55’ - Come on, Ben: Wolff us. You’re in denial.

56’ - Poor Daniel Woolard: he’s being eaten alive by Nyarko and Oduro, but there’s not really anything he can do. He’s just not fast enough.

58’ - GOAL CHICAGO! 1-0. Jakovic (bad challenge), Woolard (poor clearance), and Cronan (weak hand) combine to give Chicago a goal. On the balance, Chicago probably deserves the lead, but I’d rather have them earn a goal instead of us giving one to them.

60’ - Here we go: Wolff in, Davies out. Had to happen. Wolff also used to play for Chicago, so maybe he and Woolard can both score to grab all three points.

70’ - Quaranta in for King. Bringing in Quaranta is the right thing to do. And that really bums me out.

72’ - GOAL UNITED! Wolff! 1-1! Makin’ me look smart (yes: I’m taking credit for this goal as I sit on my couch covered in Oreo crumbs)! De Rosario gets free in the corner (déjà vu), and Wolff and Quaranta combine nicely before Wolff Geoff Hursts it in off the crossbar. Was Wolff off?
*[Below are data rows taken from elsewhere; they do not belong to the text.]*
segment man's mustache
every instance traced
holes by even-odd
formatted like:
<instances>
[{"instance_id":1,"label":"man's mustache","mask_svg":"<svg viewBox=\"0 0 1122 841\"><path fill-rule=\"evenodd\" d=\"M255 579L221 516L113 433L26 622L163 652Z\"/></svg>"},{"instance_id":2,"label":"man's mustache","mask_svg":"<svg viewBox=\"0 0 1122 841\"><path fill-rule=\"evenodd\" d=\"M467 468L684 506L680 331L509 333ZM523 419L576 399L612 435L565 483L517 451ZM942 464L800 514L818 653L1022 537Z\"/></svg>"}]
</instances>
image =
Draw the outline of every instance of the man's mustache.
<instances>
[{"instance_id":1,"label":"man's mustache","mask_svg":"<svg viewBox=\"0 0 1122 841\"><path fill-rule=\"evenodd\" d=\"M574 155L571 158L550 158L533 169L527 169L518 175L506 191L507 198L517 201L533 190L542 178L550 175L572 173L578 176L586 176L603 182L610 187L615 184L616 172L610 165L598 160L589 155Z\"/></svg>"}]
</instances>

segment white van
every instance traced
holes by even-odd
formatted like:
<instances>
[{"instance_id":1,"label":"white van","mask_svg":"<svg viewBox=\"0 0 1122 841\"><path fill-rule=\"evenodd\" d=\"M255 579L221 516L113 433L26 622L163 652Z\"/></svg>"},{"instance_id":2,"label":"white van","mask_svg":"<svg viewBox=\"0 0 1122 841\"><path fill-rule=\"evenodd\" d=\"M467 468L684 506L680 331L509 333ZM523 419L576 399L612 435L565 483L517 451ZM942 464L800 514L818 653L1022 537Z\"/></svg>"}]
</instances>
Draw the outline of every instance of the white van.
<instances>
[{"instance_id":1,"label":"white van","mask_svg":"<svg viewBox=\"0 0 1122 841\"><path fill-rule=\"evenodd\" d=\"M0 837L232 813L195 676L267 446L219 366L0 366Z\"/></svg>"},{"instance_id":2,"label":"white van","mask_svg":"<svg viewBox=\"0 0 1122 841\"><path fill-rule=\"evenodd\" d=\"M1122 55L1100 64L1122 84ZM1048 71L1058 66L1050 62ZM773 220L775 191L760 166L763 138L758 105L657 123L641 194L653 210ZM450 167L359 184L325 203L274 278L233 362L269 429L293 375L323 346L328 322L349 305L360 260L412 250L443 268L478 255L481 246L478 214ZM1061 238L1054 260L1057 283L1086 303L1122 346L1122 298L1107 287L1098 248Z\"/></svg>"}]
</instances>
Very close...I’d say yes. But the linesman can’t pause the play like I can, and it was very close.

73’ - A nice coda to that goal: probably the most audible f-word I’ve ever heard on a sports broadcast, yelled by a Chicago player at the top of his lungs. It was lovely — loud, long, and clear as a bell. I’m pretty sure my neighbors heard it.

86’ - With a tie, Chicago would set a new league record for most ties in a season (15). Chicago Fire soccer...Feel the Ambiguity ™!

90’ + 1. Chicago play on while Najar is down on the field. Bad sportsmanship? No, I don’t think so. Najar wasn’t really involved in the play, it didn’t seem serious (it wasn’t), and I don’t think you’re obliged to end your attack whenever a player goes down.

Full time. 1-1. Honestly, I’m disappointed: we didn’t play well tonight. After several weeks of feeling that our play generally deserved better results, I feel the opposite tonight: we were lucky to get the point.

Player ratings:

Hamid: 7. If his injury is serious, then the Joe Willis era has begun.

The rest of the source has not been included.